James Madison’s Internet Problem

He never saw Twitter coming. That may be a big problem.


James Madison escaped the cutting cold of February and April 1787 camped out in New York City, distilling his thoughts in advance of the Constitutional Convention soon to convene in Philadelphia. Much of his political philosophy, on which so much of our system of government depends, first fell into place and onto paper during this time.

Of particular note, it was here and now that the seeds of the Madisonian theory of republican government — which he often referred to as “confederation” or “confederacy” — having been planted the winter prior as he consumed and considered volume after volume of political history at Montpelier, began to flower. We have been harvesting an uninterrupted constitutional bounty from this snowbound rumination since.

David Hume most likely inspired James Madison’s energy theories regarding republican government, posits presidential biographer Ralph Ketcham.

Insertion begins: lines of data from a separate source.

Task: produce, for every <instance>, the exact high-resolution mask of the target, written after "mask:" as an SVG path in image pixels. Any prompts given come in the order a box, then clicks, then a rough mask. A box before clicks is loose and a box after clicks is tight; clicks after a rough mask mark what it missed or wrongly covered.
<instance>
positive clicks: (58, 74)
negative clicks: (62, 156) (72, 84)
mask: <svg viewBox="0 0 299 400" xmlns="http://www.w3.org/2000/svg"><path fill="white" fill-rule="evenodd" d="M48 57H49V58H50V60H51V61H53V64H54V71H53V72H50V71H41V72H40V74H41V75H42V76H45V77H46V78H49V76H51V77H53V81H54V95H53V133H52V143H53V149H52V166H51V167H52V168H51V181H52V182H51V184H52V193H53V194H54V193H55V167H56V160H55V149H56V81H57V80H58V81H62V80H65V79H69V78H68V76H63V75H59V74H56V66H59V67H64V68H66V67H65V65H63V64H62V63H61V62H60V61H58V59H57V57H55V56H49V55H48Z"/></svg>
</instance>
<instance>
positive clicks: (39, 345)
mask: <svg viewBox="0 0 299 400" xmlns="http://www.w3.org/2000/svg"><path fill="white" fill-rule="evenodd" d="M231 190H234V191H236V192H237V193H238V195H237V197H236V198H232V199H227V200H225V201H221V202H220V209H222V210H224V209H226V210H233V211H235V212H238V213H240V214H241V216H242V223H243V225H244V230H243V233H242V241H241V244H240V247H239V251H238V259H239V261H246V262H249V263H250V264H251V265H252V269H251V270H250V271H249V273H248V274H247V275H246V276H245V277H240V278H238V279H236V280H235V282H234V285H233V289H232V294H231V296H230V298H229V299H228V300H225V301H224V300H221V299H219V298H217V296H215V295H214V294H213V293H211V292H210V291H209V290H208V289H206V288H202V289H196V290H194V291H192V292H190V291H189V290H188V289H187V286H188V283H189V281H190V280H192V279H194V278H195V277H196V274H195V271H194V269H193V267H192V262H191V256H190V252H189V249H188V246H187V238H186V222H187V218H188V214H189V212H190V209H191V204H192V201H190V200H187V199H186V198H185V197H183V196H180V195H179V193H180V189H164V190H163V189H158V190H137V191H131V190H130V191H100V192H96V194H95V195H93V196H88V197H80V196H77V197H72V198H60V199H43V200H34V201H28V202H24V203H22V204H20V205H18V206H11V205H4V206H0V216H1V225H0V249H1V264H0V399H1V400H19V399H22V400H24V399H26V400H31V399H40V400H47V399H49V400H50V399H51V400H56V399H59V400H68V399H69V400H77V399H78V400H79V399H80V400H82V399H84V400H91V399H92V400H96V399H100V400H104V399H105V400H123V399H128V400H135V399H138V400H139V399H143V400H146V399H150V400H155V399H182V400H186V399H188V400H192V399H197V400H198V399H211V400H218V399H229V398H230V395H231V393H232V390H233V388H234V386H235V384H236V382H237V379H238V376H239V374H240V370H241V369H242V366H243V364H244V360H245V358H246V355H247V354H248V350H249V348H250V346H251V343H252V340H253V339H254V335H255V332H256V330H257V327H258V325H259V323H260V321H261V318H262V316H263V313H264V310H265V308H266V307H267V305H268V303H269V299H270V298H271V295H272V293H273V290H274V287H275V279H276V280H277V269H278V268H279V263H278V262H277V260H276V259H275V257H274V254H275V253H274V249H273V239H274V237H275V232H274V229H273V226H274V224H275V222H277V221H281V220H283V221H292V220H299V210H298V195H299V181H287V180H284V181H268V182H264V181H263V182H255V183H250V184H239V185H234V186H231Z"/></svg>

But in reading Ralph Ketcham’s authoritative biography of our fourth president, I came across this nugget upon which rests much of the political theory undergirding Madison’s “Virginia Plan,” that would soon form the foundation of the U.S. Constitution drafted during an age where horse-borne messengers and printed parchment represented the most cutting edge of communications technology [emphasis mine]:

At the crystallizing moment in New York, he may have read David Hume’s ‘Idea of a Perfect Commonwealth,’ an explicit rejection of the notion, hallowed by Aristotle and Montesquieu, that ‘no large state…could ever be modeled into a [republican] commonwealth.’ To the contrary, Hume asserted, as probable. Democracies, prone to turbulence, became more so in small territories because, there, passions were readily communicated and easily became dominant. In a large republic, on the other hand, the greater number of factions, and the physical difficulties of effective collusion on prejudices and passions, would hinder hasty, irrational measures against the public interest.

In the late 18th Century, communication at the speed of light across a country of our size, or even across the 13 colonies, was unfathomable — even to the broadest minds of the time, like a Madison or a Hume or a Jefferson. But today, “effective collusion on prejudices and passions” over great distances is not only possible, it is pervasive. Little in our lives, personal, professional or political, would be possible without the powerful ability to instantly communicate with anyone, anywhere about anything. Can you imagine a modern presidential campaign, a protest movement, or a product roll out without the Internet, long-distance telephony or broadcast television? Madison concluded:

“The great desideratum in Government is such a modification of the sovereignty as will render it sufficiently neutral between the different interests and factions, to controul one part of the society from invading the rights of another, and at the same time sufficiently controuled itself, from setting up an interest adverse to that of the whole society.”

Even the most news-blind person could attest to the fact that our large republic today contains multifarious faction that more or less balance out one another. That pillar of Hume-inspired Madisonian theory appears to be sturdy, though it may be wise to further explore the current meaning and implications of “modifying the sovereignty” of individual citizens and lower levels of government.

What of the other bedrock notion? Much scholarly ink, of which I am ignorant and by which I would love to be enlightened, has surely been spilled on the subject. Mining that ink, like sifting through Ketcham’s, could yield us a wicked jewel more rare than finding a flaw in James Madison’s thinking: a professorial political theorist proved right in real time.

In 2016, as flash protests and millisecond movements circle the globe in the time it took Madison to wet his quill pen, we could be witnessing the final unraveling of a critical component of American political theory fathered by the Father of the Constitution.